Rationale
“Microbes are small; their environments are also small.” - T.S. Brock.
Individual microbes (~1 µm) sense and respond to their local microenvironment, which often has a characteristic length scale of ~100 µm. However, microbial communities in the wild are typically studied at human-centric scales (meters or more). This has limited our ability to identify mechanistic drivers of microbial activity, infer meaningful interaction networks, and rationally engineer microbial communities.
Approach
In the ocean, marine detritus (like dead copepods or fish poop) provide nutrient-rich microhabitats where microbial communities can form.

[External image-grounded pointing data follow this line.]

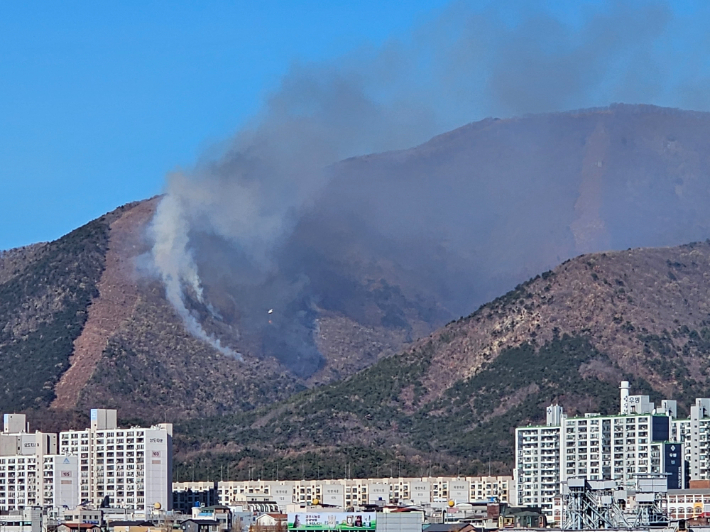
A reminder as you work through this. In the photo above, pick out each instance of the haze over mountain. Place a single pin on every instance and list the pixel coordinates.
(415, 237)
(450, 402)
(395, 245)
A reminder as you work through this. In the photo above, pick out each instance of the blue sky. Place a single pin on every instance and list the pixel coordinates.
(99, 100)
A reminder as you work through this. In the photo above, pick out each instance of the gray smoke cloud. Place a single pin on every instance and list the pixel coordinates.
(257, 239)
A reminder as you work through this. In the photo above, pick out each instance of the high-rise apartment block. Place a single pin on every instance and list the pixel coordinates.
(611, 447)
(132, 467)
(31, 472)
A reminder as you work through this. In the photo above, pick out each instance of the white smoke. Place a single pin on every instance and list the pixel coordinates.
(175, 263)
(467, 64)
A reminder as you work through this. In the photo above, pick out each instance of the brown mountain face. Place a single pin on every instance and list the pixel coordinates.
(395, 245)
(567, 336)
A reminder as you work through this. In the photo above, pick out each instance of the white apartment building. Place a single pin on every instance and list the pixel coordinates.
(31, 473)
(596, 447)
(357, 492)
(538, 461)
(693, 433)
(130, 466)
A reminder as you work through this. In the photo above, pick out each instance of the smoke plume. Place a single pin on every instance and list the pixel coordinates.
(259, 239)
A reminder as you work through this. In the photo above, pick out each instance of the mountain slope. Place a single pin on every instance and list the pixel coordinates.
(569, 335)
(395, 245)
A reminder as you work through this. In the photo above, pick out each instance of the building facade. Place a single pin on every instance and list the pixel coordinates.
(354, 492)
(637, 441)
(132, 467)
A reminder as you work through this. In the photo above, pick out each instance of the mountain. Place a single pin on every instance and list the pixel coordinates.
(394, 246)
(454, 398)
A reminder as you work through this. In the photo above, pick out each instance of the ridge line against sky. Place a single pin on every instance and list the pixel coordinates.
(98, 103)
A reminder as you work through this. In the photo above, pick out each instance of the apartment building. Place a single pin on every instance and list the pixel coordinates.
(359, 492)
(538, 460)
(31, 472)
(616, 447)
(132, 467)
(693, 433)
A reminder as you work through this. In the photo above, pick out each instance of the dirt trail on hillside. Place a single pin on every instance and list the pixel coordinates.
(118, 294)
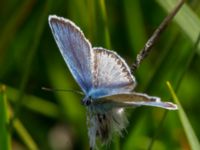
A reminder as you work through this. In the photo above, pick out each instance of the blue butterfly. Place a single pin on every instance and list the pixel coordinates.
(105, 79)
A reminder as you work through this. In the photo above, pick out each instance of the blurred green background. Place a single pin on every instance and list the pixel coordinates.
(30, 59)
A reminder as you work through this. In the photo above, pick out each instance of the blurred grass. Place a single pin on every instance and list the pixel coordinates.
(191, 136)
(29, 59)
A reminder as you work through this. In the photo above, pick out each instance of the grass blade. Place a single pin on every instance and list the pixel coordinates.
(192, 138)
(5, 143)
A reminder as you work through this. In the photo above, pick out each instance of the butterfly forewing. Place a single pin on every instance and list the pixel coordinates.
(111, 75)
(75, 49)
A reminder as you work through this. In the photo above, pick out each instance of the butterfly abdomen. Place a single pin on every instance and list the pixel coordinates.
(102, 124)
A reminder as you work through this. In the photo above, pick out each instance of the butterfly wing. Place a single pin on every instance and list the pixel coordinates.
(75, 49)
(111, 75)
(134, 99)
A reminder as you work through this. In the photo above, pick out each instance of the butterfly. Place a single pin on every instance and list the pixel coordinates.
(104, 78)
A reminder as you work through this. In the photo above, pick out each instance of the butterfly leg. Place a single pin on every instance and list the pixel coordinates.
(86, 101)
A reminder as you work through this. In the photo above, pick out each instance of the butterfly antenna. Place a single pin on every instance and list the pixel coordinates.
(153, 39)
(61, 90)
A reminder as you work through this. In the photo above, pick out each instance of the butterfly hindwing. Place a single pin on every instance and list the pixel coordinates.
(75, 49)
(135, 99)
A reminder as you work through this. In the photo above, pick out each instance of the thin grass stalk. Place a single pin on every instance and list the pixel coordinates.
(190, 133)
(36, 40)
(5, 138)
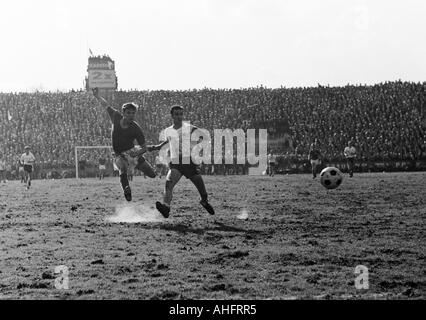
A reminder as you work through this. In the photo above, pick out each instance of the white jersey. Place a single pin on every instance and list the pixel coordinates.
(174, 137)
(271, 158)
(350, 152)
(28, 159)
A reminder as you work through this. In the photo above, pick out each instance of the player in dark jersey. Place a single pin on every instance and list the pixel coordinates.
(125, 130)
(314, 157)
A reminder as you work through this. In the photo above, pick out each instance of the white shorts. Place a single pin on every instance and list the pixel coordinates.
(315, 162)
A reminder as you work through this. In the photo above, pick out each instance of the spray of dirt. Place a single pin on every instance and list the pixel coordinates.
(134, 213)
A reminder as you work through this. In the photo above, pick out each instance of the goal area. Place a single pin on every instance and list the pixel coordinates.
(83, 148)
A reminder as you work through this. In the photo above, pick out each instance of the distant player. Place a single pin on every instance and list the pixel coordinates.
(21, 172)
(2, 170)
(125, 130)
(159, 166)
(350, 154)
(315, 158)
(177, 168)
(28, 161)
(271, 164)
(102, 167)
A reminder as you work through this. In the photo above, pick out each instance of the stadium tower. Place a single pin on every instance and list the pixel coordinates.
(101, 74)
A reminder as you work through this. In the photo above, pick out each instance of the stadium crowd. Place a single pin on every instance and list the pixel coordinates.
(386, 121)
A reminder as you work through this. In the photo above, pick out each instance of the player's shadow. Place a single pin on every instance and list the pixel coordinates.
(182, 228)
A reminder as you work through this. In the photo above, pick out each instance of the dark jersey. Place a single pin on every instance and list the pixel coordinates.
(314, 154)
(122, 139)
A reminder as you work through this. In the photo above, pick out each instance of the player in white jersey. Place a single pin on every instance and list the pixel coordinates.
(271, 164)
(28, 160)
(180, 164)
(2, 170)
(350, 154)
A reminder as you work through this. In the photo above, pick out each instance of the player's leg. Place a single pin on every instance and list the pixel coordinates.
(172, 178)
(351, 167)
(145, 167)
(122, 165)
(198, 181)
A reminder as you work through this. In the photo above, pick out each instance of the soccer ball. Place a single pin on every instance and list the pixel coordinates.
(331, 177)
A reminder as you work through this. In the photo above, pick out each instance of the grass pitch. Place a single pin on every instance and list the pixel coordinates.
(283, 237)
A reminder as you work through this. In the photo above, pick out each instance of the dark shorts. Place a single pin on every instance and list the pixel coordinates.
(188, 170)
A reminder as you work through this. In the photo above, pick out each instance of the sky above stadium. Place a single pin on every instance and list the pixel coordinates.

Inspired by this example, I have used microbial communities on marine particles as a model system for microscale microbial ecology.
I’ve taken multiple complementary approaches to exploring this topic:
What we’ve learned
- Marine bacteria form communities on microscale particle microhabitats, including naturally occurring particles (e.g., copepods; Datta*, Almada*, et al., 2018) and synthetic particles in the laboratory (Datta, et al., 2016; Enke*, Datta*, et al., 2018).
- Community assembly occurs via an ecological succession in the laboratory: early stages are dominated by particle-degrading “pioneers”, who provide metabolic byproducts for late-stage colonization (Datta, et al., 2016). We find that this pattern holds for communities formed on a wide range of carbohydrate-rich particles (Enke*, Datta*, et al., 2018).
- Migration on patchy landscapes, like those in the ocean, can promote cooperation in microbial populations. (Datta, et al., 2013).